I have heard that one of the big complaints against Fagreed was that he and his Citadel executive wife, Judy Ellis, were not willing to make the sacrifices they have forced their employees to make.

I can't wait until Fagreed's salary is revealed next year -- as public companies must do. Will Fagreed stay above $10 million or be forced to take $9 million? Will Citadel continue to pay all of Fagreed's taxes as they have in the past? After all, there's a recession, isn't there?

At least for Citadel employees.

Well, in these ratings anyway, Fagreed is a loser.

For those doubters among you, check out how Citadel people rated Fagreed for yourself here.

Tribune employees rated their company under 25% for approval although there were no individual stats on Tribune CEO Sam Zell who has also been acting a lot like Fagreed since he got into financial hot water. Glassdoor.com summed it up as "dissatisfied" in describing Tribune employees.

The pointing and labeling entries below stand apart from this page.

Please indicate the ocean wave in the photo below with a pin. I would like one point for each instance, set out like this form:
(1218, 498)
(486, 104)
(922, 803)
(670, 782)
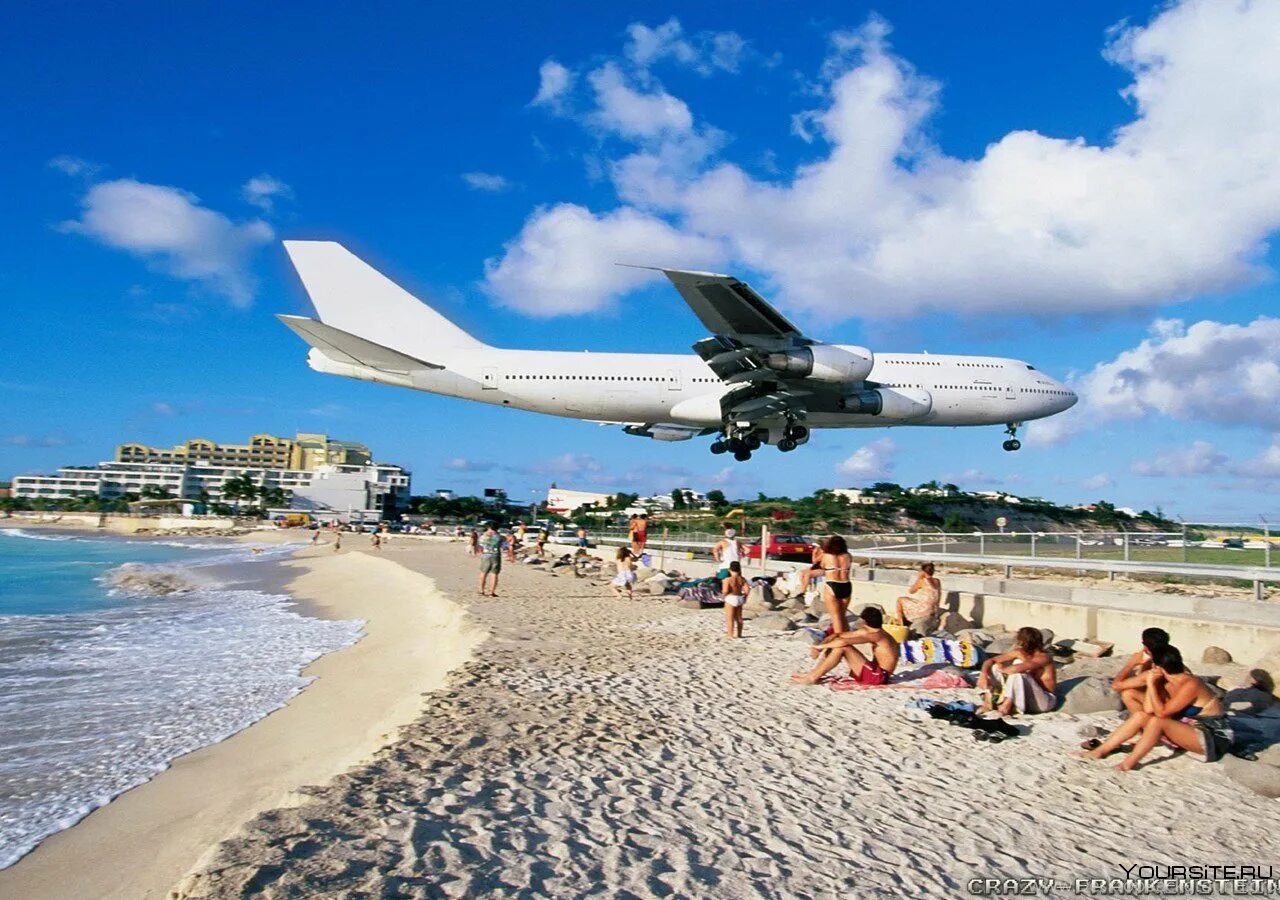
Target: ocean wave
(30, 535)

I guess they don't like a company that files for bankruptcy and then reneges on deals it did previously to get employees to retire early thus leaving them absolutely screwed and tattooed. Or maybe they don't like the sound of radio and real estate people trying to save a newspaper business. It's like the blind leading the blind.

Hell, these guys are making Clear Channel's figure head Mark Mays look like a rock star as he eked out the highest ratings in the media section of Glassdoor.com's employee ratings. Some 11% of Clear Channel employees think Mays is nice. Of course, nice would be great, but running a desirable company would be better. On that, Clear Channel employees give their company a 3.4 out of 5. That's not bad for the kind of results Clear Channel has posted.

Nothing succeeds like success which is why Steve Jobs and other top finishers do so well in the eyes of their employees. On the other hand, the way you lead -- and treat your employees -- may be a marker for a successful company. They go hand in hand.

As we start a challenging year ahead, let's hope that the current tactics being employed by radio CEOs will change.

They are not working on Wall Street.

And they are not helping to reprogram the radio industry for the digital future -- its only future.

After the first of the year I am going to share a handful of ideas pertaining to your current audience, the growing importance of understanding social networking and the new rules on being innovative to compete in the digital media business.